賃貸の店舗を買い取った事が原因で否決されたケース

L社は服飾雑貨販売を営む個人企業である。年商は2,000万円、所得は100万円程度のこぢんまりとした店舗を構えている。経営者であるKさんは70歳の女性。規模も小さいのでこれまでずっと白色申告を選択してきた。
いわゆる大手企業に勤務してきたご主人が数年前に退職したため、多額の退職金と年金が入るようになり、生活には困っていないとのこと。
専業主婦として家にいるとボケてしまうとのことから、赤字さえ出さなければいいとの考えから、これまでも半分趣味としてお店を切り盛りしてきたようである。


限られた常連客だけで商売を行っているため、顧客ニーズはほぼ完璧に把握できており、これまで不良在庫を抱えたことがないのもKさんの手腕であろう。
さほど資金需要もないため、毎回借入金の残高が僅少になった頃に借換で繋いできた経緯がある。これまでの借換では一度も否決されることはなかった。


今回の申込においても、過去の借換時とほとんど内容的に変わるところはなかった。
売上高、利益、資金繰り、全ての面でこれまでとほぼ同様である。そういう意味では非常に安定した企業と言えるだろう。
ただ1つだけ変わったところがあった。
これまで賃借であった店舗を買い取ったのである。
買取価格は1,200万円であり、全額別の銀行からの借入で購入していた。経緯を尋ねたところ、家主に相続が発生したため遺族から買取を打診されたそうである。
銀行に相談したところ、今の賃料より少し少ない返済額で買取ができると言われ、それならばと買取を決断したということであった。

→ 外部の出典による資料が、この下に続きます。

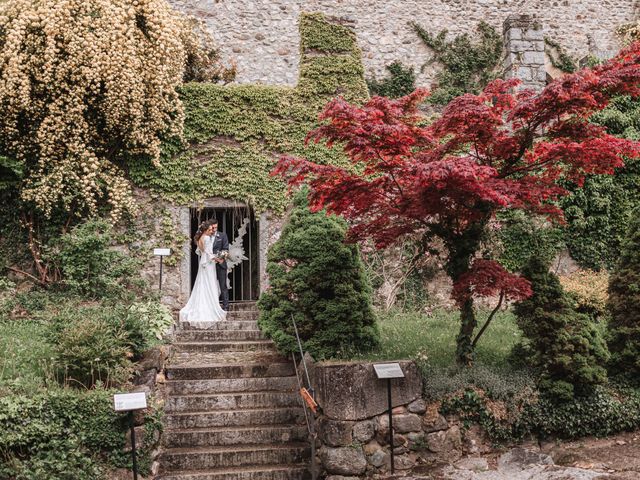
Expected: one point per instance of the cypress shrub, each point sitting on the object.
(320, 281)
(563, 345)
(624, 305)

賃料とほぼ同額の返済であるならば、資金繰りにも影響は及ぼさないため、これまでと同様の経営が可能だという判断をしたのだろう。
今回借入残高が僅少となったため、今まで通りの感覚で借換を打診してきた。


結論を先に述べると、今回の案件は否決されたのである。
ではなぜ否決されたのだろうか。


従来と変わったところといえば、
1,経営者の年齢
2,店舗の買取
の2つである。
まさにここに否決された理由が潜んでいる。
そして経営者であるKさんは、その理由に気づいていないのだ。


これまでKさんは半分趣味としてお店を経営してきたので、万が一赤字になったら辞めればいいと考えてきた。
ところが今回の店舗買取によって、これまでのように気軽に撤退ができなくなってしまったのだ。

撤退しようと思えば銀行からの借入金を完済しなければならないからである。

さらにはもう一つ大きな問題が潜んでいることにKさんは気づいていなかった。
この店舗の敷地面積から判断すると、市の条例により将来住宅としての建て替えは不可能となる可能性が濃厚なのだ。
そのうえ店舗面積も非常に小さいため、通常のビジネスで利用するには手狭なのである。

つまり、将来的に利用価値がなくなる可能性が高い物件だったのだ。

これらに加え、まだもう一つ問題がある。
それは税金である。
従来は賃貸であったため家賃は全額必要経費として算入できていた。しかし不動産を購入するための借入金返済額は必要経費とはならない。
中古物件に対するわずかな減価償却費と借入金利息が必要経費となるだけで、年間所得が大きく増額することが予測されるのだ。
つまり、この税金の増額分だけ資金繰りが悪化するのである。


巷では家賃を払うぐらいならば・・・という話は良く聞くが、これはサラリーマンの住宅のケースであり、企業経営にはそのまま当てはまらないのである。

(注)ストーリーそのものは架空であり、事業者も特定できないようにしています。ただ各回でポイントとなっている部分は事実であり、実際に審査会議で問題となった部分です。